Fifteen-year-old West Grayer has trained as a fighter, preparing for the day when her assignment arrives and she will have one month to hunt down and kill her Alt. But then a tragic misstep shakes West’s confidence. Stricken with grief and guilt, she’s no longer certain that she’s the best version of herself, the version worthy of a future. If she is to have any chance of winning, she must stop running not only from her Alt, but also from love . . . though both have the power to destroy her.
I’d been eyeballing Dualed for about a year before I actually picked it up. I almost snagged a copy right when it came out but held off because of some negative reviews. Then Divided (book 2) popped up on my radar a year later and I decided to take a risk and give Dualed a try despite poor initial feedback. I liked it for the most part, but there’s something to be said for the overall opinion of the masses. I’m not saying the majority is always right, but with an obscure title like this, they are accurate more often than not. Maybe I should’ve listened, but on occasion I find a book I love despite public opinion so I decided to read it anyway. It was entertaining, but I have some disclaimers:
You see, it was kind of a depressing. I understand and even expect bad things to happen in dystopian societies, but I also expect some small glimmer of hope to help pull me through all the grit. As the entire plot of Dualed centered around two “twins” endlessly striving to destroy one another, that ray of hope was awfully hard to come by. Either the main character has to kill someone or be killed herself. Not exactly a cheerful concept. But not that it needed to be, although I did find myself craving a bit more balance.

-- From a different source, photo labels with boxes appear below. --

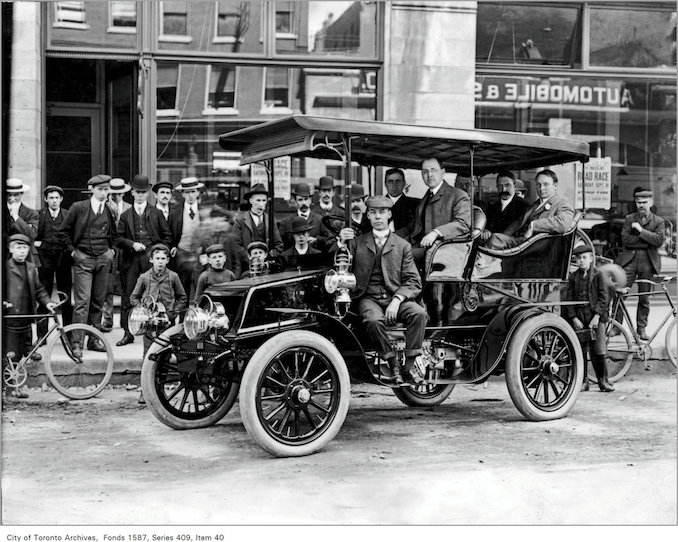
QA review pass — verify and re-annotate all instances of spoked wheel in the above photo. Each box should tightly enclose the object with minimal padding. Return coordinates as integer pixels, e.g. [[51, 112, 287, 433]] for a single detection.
[[664, 318, 678, 367], [44, 324, 114, 399], [587, 320, 636, 383], [141, 332, 238, 429], [240, 331, 350, 457], [506, 313, 584, 421]]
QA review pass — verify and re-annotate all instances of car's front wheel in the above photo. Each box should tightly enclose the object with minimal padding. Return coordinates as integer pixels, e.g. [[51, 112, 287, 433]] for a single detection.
[[240, 331, 350, 457]]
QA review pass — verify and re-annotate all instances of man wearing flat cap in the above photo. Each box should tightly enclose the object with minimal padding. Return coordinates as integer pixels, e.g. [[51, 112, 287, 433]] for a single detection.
[[280, 183, 329, 250], [339, 196, 428, 385], [33, 185, 73, 337], [615, 190, 666, 341], [116, 175, 172, 346], [60, 175, 118, 355], [233, 183, 283, 269]]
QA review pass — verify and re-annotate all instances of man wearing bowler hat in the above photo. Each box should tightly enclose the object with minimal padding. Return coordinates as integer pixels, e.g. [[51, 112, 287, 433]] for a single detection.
[[339, 196, 428, 386], [233, 183, 283, 269], [615, 190, 666, 341], [116, 175, 172, 346], [168, 177, 205, 299], [280, 183, 329, 250], [60, 175, 118, 356], [33, 185, 73, 337]]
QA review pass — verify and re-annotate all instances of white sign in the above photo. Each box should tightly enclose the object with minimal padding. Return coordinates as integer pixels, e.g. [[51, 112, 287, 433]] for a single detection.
[[250, 156, 292, 200], [575, 156, 612, 209]]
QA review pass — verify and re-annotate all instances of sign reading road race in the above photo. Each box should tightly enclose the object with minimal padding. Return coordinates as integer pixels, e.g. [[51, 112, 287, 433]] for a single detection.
[[250, 156, 292, 200], [575, 156, 612, 209]]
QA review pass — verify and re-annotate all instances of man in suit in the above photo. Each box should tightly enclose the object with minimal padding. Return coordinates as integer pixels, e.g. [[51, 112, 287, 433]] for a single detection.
[[340, 196, 428, 386], [279, 183, 329, 250], [101, 177, 132, 333], [480, 171, 529, 241], [60, 175, 118, 356], [33, 185, 73, 337], [615, 190, 666, 341], [233, 184, 283, 269], [384, 168, 419, 231], [396, 156, 471, 262], [169, 177, 205, 299], [486, 169, 575, 249], [116, 175, 172, 346]]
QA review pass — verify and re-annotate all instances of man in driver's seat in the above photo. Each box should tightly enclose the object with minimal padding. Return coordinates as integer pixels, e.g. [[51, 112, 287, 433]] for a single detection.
[[339, 196, 428, 386]]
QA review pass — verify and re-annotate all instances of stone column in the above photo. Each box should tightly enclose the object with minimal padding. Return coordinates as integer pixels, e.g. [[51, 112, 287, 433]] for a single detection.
[[8, 2, 43, 209]]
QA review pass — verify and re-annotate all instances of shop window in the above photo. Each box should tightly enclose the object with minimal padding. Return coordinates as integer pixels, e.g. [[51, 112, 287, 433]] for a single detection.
[[54, 2, 89, 30], [156, 62, 179, 117], [159, 2, 191, 43], [203, 64, 238, 115], [589, 6, 676, 68], [476, 2, 581, 66], [108, 2, 137, 33], [261, 67, 292, 114]]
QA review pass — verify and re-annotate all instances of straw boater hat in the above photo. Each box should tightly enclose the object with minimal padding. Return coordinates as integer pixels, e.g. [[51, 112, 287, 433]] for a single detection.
[[176, 177, 205, 191], [5, 178, 31, 194]]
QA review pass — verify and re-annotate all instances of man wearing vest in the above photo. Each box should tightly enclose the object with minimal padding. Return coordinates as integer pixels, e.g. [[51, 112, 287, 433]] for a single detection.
[[61, 175, 118, 356], [339, 196, 428, 386], [116, 175, 172, 346]]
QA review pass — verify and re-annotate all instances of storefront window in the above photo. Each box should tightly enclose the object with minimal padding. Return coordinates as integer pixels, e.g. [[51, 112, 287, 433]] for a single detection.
[[589, 6, 676, 68]]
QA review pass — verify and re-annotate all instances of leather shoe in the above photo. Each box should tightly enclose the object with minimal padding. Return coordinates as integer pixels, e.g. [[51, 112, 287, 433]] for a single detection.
[[115, 333, 134, 346], [87, 337, 106, 352]]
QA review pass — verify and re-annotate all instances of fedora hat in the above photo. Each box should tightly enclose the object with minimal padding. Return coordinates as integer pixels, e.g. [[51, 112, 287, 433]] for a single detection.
[[245, 183, 268, 199], [176, 177, 205, 190], [108, 175, 132, 194], [5, 178, 31, 194], [131, 175, 151, 192]]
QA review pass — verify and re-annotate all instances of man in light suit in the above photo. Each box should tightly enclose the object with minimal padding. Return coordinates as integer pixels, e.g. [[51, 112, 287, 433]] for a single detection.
[[486, 169, 575, 249], [396, 156, 471, 262], [339, 196, 428, 386]]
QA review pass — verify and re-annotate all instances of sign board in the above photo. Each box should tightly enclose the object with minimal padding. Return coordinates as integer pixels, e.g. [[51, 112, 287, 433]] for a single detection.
[[575, 156, 612, 209], [250, 156, 292, 200]]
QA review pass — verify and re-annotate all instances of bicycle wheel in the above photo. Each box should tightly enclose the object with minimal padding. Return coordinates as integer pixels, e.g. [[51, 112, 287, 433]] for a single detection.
[[45, 324, 113, 399], [664, 318, 678, 367]]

To that end, I think the author should have considered lightening the mood during the slow bits with some subtle humor – it would’ve gone a long way towards making her characters more likable, thereby making the highs and lows of the story more intense. Instead, it was one-note, and that note was depressing. I ended up looking to the competition element to pull me through the story. It was a decent battle, but I would’ve loved to see an infusion of even more intelligence, strategy, and skill into the main character – kind of like what we saw with June in the Legend series.
I think it would be accurate to say that every aspect of the book left me wanting, some a bit more than others. It wasn’t a bad book by any means, I was just able to identify several specific ways I thought it could be better. I liked it enough to pick up the second book, but ended up setting it aside because it took an even darker turn than the first one and I wasn’t in the mood for that type of story.
In the whole scheme of dystopian books, this one wasn’t one of my favorites, but it definitely wasn’t one of the worst. I’d say if you’re interested in the premise and kind of know what to expect going in, I think you’ll probably enjoy it. I may go back and finish the second book someday, but at the moment it’s not a priority.